北川美智子

2021 11 Feb

テキスタイルウォッチング・甘辛トーク 2021年2月

 激動の2020年が過ぎました。
 後世の歴史にいくつもの話題を残すであろうコロナの影響は私たちの生活そのものを変えようとしています。
 もの作りも販売も大きく変化し、市場もライフスタイルも今までにない取り組みが求められます。
 アパレルの展示会も素材展もデジタル化し消費者と店をつなぐ方法も変わり始めています。
 どのような変化が起こり対応が求められるのだろうかと試行錯誤するうちに秋が過ぎ冬と春の同居した店頭となりました。
 少々ご無沙汰しましたがそんな変化の時を見て感じるもの作りや素材について気の付いたことをお伝えしたいと思います。

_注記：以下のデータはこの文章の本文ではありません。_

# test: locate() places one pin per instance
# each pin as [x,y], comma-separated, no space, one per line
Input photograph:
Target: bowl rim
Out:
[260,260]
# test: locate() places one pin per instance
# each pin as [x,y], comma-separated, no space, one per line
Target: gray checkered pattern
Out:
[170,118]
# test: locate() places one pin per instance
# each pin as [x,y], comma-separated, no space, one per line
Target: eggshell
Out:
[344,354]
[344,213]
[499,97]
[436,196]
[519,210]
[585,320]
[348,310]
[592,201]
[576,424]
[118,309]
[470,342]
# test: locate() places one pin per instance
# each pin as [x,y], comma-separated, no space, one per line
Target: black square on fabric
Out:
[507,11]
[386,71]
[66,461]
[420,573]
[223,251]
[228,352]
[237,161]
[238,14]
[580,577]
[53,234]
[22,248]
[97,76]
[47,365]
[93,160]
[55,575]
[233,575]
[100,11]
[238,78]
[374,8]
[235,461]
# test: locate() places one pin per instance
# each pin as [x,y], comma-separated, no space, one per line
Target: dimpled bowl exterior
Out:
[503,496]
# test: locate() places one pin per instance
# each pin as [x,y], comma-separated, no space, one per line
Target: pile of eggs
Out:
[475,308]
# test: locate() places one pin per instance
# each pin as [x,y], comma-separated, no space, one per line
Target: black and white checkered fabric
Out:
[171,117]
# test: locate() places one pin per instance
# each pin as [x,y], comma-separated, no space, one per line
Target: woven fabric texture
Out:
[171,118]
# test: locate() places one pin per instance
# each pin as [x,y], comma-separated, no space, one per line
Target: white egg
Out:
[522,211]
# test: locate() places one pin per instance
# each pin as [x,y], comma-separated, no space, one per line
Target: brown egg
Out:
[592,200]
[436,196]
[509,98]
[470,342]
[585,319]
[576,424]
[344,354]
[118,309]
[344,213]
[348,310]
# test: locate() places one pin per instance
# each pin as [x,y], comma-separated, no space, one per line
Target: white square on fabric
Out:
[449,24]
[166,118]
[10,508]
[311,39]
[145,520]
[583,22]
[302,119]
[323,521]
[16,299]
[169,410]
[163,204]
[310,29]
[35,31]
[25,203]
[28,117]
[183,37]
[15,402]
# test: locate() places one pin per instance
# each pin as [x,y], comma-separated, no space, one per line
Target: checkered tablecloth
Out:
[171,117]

 疲弊した市場風景といわれる中にもファッションやモードには見る人を楽しませる力があります。
 季節の変わり目をも不確かにしてしまうコロナ渦の社会現象ですが、逆に季節を大切にする心が生まれてきたりストレスからの解放や難題を解決するために知恵を絞る新たなライフサイクルやライフスタイルが生まれました。
 最初は戸惑いを見せていた店頭も従来とは異なるセールの在り方やSNSと連動したり変化した消費者のライフスタイルに沿うべく様々な対応と工夫が見られます。
 ファッションが持つ本来の役割が変化していくのは当然のことですが、それでも冬から春のウィンドウは私たちに楽しみや驚き、喜びや幸せ感を与えてくれることには変わりありません。
 楽しみながらも昨年と少し異なる店頭の推移をウォッチしていきたいと思います。

 最近のMDの方針として季節を春夏・秋冬(S/S・A/W)と分けて考えることから「冬から春」、「夏から秋」とみる向きが出てきました。
 理由は天候の不順(気候が定まらないこと)ライフスタイルの大きな変化(コロナ渦で生まれたリモートワークやオウチご飯などの新スタイル)、一般的には環境の整備で空調などによる快適さが得られるようになったことが挙げられます。
 このことが季節の変わり目を見えにくくし、気候のとらえ方に幅ができ、リアルな暑さ寒さへの対応を自由に行う結果を生み出したといえます。
 もちろん日本には四季があり、歳時があり、それに基づく情緒がはぐくまれることには変わりなく私たちが日本人の心を失うものでもありません。
 寒い春先のためには温かな素材や重ねの工夫がなされ春らしい色が付けられるのは当然のことでしょう。
 昨秋のホリデーを前にしたウィンドウを思い起こしながら次回に12月の店頭を見ていただきたいと思います。